Donnerstag, 13. Januar 2011 - Strategie
Reiner Mihr
Artikelbild Stimmung gut!
Bildquelle: iStock Photo

Die Zeichen stehen gut. Deutschland ist besser durch die Krise gekommen als die meisten anderen Länder Europas und der Welt. Die Verbraucher konsumieren noch zu Weihnachten 2010 als ginge sie Finanzkrise, Euroschwäche oder Staats-Defizite nichts an. Von Krise ist keine Rede mehr. Und es könnte 2011 so weitergehen.

{tab=LP-Trendumfrage}

Das beschäftigt den Handel (PDF)
Umsatzerwartungen des LEH im Jahresvergleich (PDF)
Die Sortiment-Favoriten (PDF)

Der private Verbrauch in Deutschland wird nämlich nach Einschätzung des Nürnberger Marktforschungsunternehmens GfK im Jahr 2011 doppelt so stark steigen wie 2010. „Wir gehen davon aus, dass sich der Konsum im nächsten Jahr mit plus 1 Prozent entwickeln wird", sagte GfK-Chef Klaus Wübbenhorst noch vor Weihnachten. Alle Voraussetzungen seien deutlich besser als vor einem Jahr. Ende 2009 war die Stimmung nämlich wesentlich gedrückter. Im Jahresverlauf lief allerdings vieles besser als zu erwarten gewesen wäre. Der Export sprang wieder an, die Arbeitslosigkeit ging von Monat zu Monat zurück, Kurzarbeit wurde verlängert und somit behielten viele Menschen Arbeit und Einkommen. So hat sich die Wirtschaft Schritt für Schritt erholt und und in ihrem Schlepptau auch der Konsum positiv entwickelt, so die GfK.

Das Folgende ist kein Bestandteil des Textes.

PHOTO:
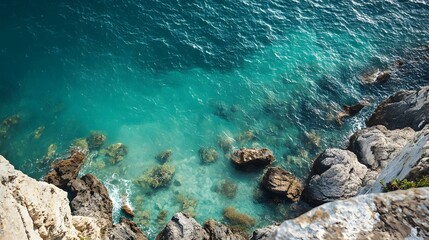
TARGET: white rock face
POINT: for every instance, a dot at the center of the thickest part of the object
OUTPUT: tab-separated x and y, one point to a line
405	161
393	215
30	209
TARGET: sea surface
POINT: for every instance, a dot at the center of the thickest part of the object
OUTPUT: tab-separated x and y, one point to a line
181	75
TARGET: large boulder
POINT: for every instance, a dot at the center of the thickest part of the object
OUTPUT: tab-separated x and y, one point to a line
64	171
403	109
336	174
410	163
252	156
182	226
376	146
282	182
217	231
90	198
393	215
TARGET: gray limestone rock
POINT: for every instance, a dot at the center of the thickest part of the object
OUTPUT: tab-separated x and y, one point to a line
403	109
337	174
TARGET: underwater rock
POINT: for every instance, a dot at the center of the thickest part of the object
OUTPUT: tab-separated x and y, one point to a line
116	152
225	143
236	218
164	156
96	140
161	217
38	132
349	111
264	233
127	210
217	231
7	124
182	226
188	205
252	156
126	230
336	174
403	109
80	143
156	177
90	198
208	155
228	188
283	183
66	170
376	77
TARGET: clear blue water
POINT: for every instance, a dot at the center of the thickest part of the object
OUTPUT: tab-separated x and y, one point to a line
176	75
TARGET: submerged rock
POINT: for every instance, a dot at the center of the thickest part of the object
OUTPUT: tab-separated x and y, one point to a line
90	198
236	218
349	111
126	230
252	156
376	77
337	174
96	140
394	215
208	155
403	109
228	188
217	231
66	170
283	183
116	152
182	226
156	177
164	156
38	132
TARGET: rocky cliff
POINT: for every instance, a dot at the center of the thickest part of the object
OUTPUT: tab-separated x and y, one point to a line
31	209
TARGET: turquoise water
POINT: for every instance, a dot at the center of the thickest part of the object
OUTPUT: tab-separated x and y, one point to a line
178	75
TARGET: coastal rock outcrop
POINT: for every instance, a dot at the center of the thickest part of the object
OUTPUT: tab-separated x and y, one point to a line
252	156
337	174
66	170
376	146
90	198
403	109
282	182
182	226
393	215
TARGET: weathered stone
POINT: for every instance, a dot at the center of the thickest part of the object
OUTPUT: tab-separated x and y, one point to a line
408	163
90	198
393	215
125	230
376	77
403	109
182	226
252	156
127	210
349	111
264	233
376	146
336	174
217	231
66	170
282	182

Diese Situation wird nach Einschätzung der Marktforscher in Deutschland auch so bleiben, obwohl die Weltwirtschaft langsamer wächst als erwartet. „Momentan sieht es danach aus, dass nach einem sehr guten Wachstum in diesem Jahr die deutsche Wirtschaft auch im nächsten Jahr weiter wächst", sagt Wübbenhorst. Dies wiederum würde den Konsum als zweite Säule neben dem Export weiter stärken.

Auch das Hamburgische Weltwirtschaftsinstitut (HWWI) sieht gute Chancen für eine Fortsetzung des Aufschwungs in Deutschland. Jedenfalls sieht das Institut für 2010 einen Anstieg des realen Bruttoinlandsproduktes von 3,7 Prozent. Und für 2011 wird unverändert ein Wachstum von 2,5 Prozent erwartet. Die privaten Konsumausgaben würden um 0,5 im laufenden und um 1,5 Prozent im kommenden Jahr steigen, so die optimistische Annahme der Hamburger.

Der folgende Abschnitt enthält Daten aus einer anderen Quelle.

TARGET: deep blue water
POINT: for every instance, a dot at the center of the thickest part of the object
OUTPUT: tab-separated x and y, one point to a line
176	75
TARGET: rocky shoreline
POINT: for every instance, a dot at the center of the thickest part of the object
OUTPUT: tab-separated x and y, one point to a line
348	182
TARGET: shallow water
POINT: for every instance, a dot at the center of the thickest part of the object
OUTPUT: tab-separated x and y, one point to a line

Das Wachstum wird aller Voraussicht nach also weitergehen und damit auch den Konsum ankurbeln. Relativ neu ist, dass trotz aller Impulse vom Welthandel die künftige Entwicklung wesentlich von der Binnenwirtschaft bestimmt werde, meint das Institut für Wirtschaftsforschung Halle (IWH). Diese Einschätzung teilt natürlich auch Bundeswirtschaftsminister Rainer Brüderle: „Der Aufschwung wird jetzt zum größten Teil von der Binnenkonjunktur getragen." Unstrittig ist, dass die Lage auf dem Arbeitsmarkt für mehr Beschäftigungssicherheit sorgt, was wiederum die Konsumausgaben der Haushalte erhöhen dürfte.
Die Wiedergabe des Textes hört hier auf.